- German single picture sleeve

Song by Quicksilver Messenger Service

from the album Just for Love
- B-side: "Freeway Flyer"
- Released: August 1970
- Recorded: May–June 1970
- Genre: Psychedelic rock, acid rock;
- Length: 5:22
- Songwriter(s): Jesse Oris Farrow (Dino Valenti)

= Fresh Air (song) =

"Fresh Air" is a 1970 song written by Gary Duncan with lyrics by Jesse Oris Farrow, the pen name of Chester William "Chet" Powers, Jr., who also used the stage name of Dino Valenti/Valente (it is only credited to Powers/Valenti, however). It was first recorded by the San Francisco-based band Quicksilver Messenger Service, which Valenti had recently rejoined at the start of 1970. "Fresh Air" was the only single released from the album Just for Love. The single peaked at No. 49 on November 7, 1970 during a nine-week stay on the Billboard Hot 100, making it the band's most successful single. In Canada it reached No. 73.
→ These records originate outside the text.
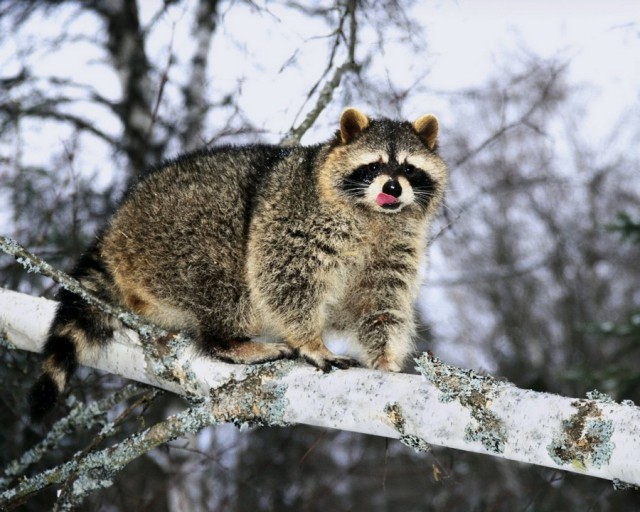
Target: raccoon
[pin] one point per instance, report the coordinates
(234, 243)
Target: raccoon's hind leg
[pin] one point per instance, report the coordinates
(77, 328)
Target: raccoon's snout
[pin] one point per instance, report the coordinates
(393, 188)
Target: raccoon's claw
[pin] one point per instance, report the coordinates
(327, 362)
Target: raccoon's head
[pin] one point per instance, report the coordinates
(385, 166)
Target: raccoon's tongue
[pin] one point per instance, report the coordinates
(383, 199)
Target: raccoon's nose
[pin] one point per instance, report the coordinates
(393, 188)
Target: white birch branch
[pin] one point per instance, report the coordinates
(445, 406)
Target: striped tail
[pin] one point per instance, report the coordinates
(78, 328)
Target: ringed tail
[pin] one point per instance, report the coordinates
(77, 328)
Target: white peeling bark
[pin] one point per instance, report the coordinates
(444, 406)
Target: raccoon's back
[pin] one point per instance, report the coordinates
(182, 229)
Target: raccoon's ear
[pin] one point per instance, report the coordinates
(427, 128)
(352, 122)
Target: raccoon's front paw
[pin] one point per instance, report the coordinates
(325, 360)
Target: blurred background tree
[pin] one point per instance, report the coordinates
(527, 281)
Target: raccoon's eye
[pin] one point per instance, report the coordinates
(373, 168)
(409, 170)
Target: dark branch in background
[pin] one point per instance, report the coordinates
(326, 94)
(127, 50)
(97, 469)
(194, 92)
(33, 263)
(81, 416)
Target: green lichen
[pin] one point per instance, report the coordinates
(585, 438)
(259, 399)
(5, 342)
(474, 392)
(600, 397)
(619, 485)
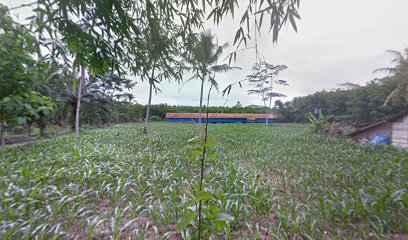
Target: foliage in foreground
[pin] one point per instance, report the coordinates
(276, 182)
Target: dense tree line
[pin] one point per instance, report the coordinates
(124, 112)
(350, 103)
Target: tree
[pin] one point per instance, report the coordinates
(16, 65)
(203, 60)
(400, 73)
(111, 35)
(263, 80)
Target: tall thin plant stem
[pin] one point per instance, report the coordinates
(202, 163)
(79, 96)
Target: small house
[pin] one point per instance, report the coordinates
(395, 126)
(222, 117)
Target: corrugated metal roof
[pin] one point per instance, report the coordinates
(249, 116)
(388, 119)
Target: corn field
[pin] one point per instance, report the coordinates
(276, 182)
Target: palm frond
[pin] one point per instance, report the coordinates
(223, 68)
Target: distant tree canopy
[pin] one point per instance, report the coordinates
(348, 105)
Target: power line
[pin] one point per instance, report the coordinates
(22, 5)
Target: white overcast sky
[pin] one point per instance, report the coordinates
(337, 41)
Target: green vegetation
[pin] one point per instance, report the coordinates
(354, 103)
(264, 182)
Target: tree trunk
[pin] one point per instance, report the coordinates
(28, 126)
(200, 127)
(2, 130)
(43, 128)
(79, 96)
(148, 108)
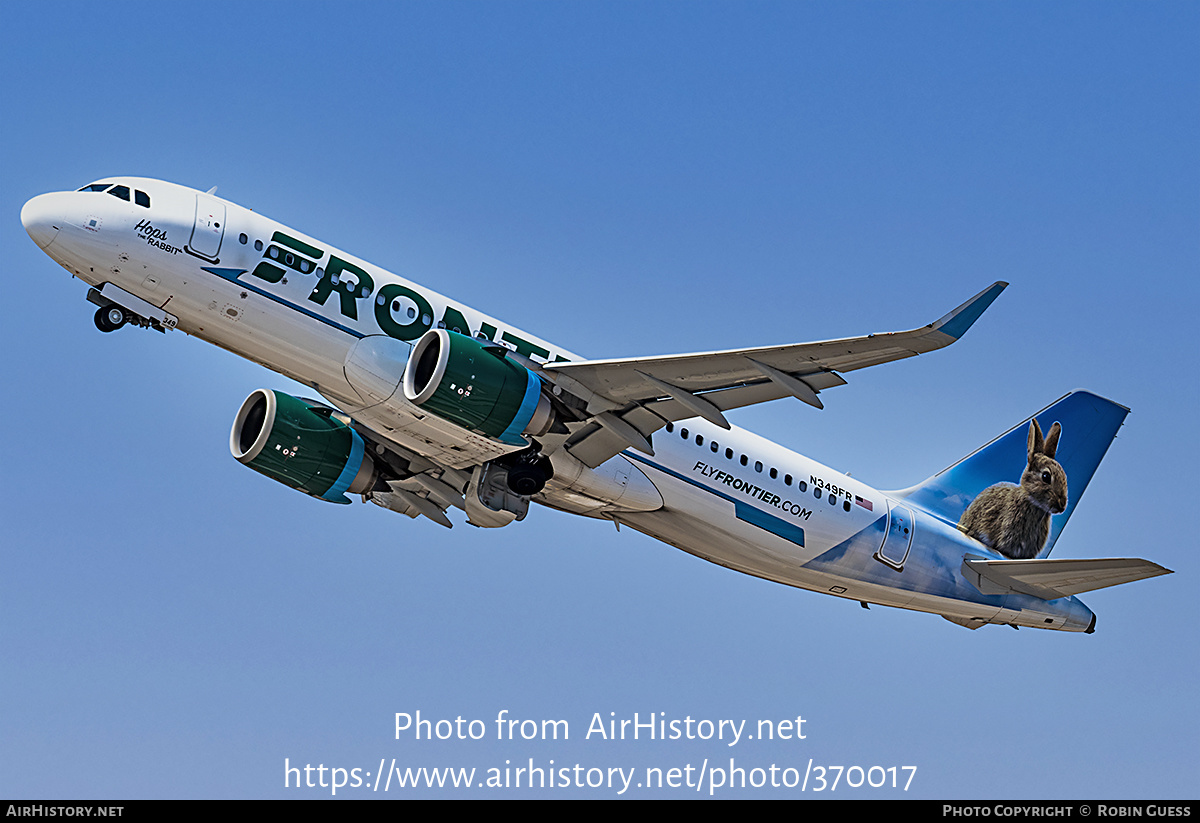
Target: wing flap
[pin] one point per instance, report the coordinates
(622, 382)
(1053, 578)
The song was recorded as part of the sessions for the Just for Love album between May and June, 1970. Both this and the follow-up album What About Me were recorded during the band's relocation to Hawaii. Matthew Gruenwald of Allmusic opined that the song featured some of John Cipollina's best guitar work. In concert, the song was often used to open the set where it was usually extended to ten minutes in length in order to feature the group's trademark Duncan/Cipollina guitar dueling, as heard on archival releases like At the Kabuki Theatre.